香川真司、「ベンチ外」騒動を語る。4節ぶりフル出場は「監督の優しさ」 (3ページ目)

  • 了戒美子●文 text by Ryokai Yoshiko photo by Mutsu Kawamori/MUTSUFOTOGRAFIA

 そして香川本人について。ベンチ外となったヘルタ戦前後は、驚くほど多くのメディアに取り上げられた。香川自身にとっても決して簡単な状況ではなかったようだ。

「いろいろ報道されていますが、監督とも話して、そこは僕たちの間で話したことなので、ここで言うことはないです。ただ自分の中でそれを受け止めてやらないといけない。もちろん自分の意見もあるし、それは伝えたい。ただ、もう終わったことなので。こういう状況で、また次からピッチで証明していくしかない。あせらずにしっかり整理していきたいと思います」

 おそらくハノーファー戦後はこの件についての質問が多いと想像したのだろう。冒頭、香川は厳しい顔つきで報道陣の前に立ったが、話していくにつれて明るい表情と、軽快な口調になっていった。たいして突っ込まれなかったという安堵感なのかもしれないし、単に話すうちに気が楽になったのかもしれない。そして「長いシーズン、いい時も悪い時も必ずあるんで」と前を向いた。

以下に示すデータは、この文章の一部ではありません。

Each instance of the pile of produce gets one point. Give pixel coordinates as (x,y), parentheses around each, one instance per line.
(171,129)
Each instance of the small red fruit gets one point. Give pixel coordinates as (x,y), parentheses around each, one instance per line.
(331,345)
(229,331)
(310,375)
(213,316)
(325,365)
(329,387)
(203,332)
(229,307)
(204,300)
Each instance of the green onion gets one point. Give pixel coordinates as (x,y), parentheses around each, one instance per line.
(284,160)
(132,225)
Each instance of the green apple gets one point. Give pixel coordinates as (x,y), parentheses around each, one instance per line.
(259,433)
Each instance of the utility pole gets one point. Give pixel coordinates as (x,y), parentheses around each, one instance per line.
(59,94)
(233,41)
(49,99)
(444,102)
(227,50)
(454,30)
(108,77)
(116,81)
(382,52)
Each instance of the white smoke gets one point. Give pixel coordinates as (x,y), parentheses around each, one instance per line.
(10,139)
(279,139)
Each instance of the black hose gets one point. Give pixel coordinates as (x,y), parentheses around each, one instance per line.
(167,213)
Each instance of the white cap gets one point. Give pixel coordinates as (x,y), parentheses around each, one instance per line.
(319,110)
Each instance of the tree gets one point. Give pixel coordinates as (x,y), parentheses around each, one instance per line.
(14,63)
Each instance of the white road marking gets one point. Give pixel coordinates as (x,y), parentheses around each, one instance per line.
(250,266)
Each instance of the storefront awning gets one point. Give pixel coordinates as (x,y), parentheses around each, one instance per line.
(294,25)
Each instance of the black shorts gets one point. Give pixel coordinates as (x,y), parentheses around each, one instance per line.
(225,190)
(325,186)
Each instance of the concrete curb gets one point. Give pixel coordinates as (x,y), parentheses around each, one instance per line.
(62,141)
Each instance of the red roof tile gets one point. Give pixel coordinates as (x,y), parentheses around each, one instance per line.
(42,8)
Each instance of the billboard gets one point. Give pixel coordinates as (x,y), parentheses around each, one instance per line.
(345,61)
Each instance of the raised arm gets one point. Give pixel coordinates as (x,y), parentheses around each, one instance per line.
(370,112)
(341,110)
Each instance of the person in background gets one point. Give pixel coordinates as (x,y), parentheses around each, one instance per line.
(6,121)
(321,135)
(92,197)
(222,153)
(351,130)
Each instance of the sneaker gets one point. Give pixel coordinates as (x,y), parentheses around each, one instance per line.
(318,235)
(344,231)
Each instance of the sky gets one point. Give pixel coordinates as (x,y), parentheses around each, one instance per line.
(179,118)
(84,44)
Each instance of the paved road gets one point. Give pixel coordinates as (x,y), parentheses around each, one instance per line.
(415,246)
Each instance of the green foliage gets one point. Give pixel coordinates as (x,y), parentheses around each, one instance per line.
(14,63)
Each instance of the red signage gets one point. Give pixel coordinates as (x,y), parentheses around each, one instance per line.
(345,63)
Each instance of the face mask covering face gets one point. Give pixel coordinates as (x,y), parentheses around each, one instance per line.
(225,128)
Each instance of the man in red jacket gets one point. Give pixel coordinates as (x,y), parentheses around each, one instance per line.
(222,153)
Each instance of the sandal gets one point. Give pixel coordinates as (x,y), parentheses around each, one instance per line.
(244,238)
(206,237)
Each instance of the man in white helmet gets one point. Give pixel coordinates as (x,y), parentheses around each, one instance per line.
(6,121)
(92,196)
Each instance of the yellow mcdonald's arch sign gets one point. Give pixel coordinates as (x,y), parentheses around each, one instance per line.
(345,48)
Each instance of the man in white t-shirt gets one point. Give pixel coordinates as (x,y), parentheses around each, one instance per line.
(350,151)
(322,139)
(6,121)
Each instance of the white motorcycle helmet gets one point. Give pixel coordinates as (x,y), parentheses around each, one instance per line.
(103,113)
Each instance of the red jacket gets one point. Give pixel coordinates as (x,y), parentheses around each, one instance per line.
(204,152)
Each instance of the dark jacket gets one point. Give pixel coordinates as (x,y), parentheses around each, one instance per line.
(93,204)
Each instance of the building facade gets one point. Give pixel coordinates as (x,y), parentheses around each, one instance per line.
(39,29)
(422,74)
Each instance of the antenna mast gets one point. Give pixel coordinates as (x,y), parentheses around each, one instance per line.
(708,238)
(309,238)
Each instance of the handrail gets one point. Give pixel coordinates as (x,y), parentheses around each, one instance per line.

 この試合でフル出場だったことを「監督の優しさ」と香川は表現した。だが、ミキタリアンとゴンサロ・カストロが途中交代で下げられたことを考えると、木曜日に行なわれるヨーロッパリーグ決勝トーナメント1回戦のポルト戦では先発の可能性は低いと見ることもできる。もちろん90分プレーできたこと自体は収穫ではあった。だが、複雑な意味を持つフル出場だった。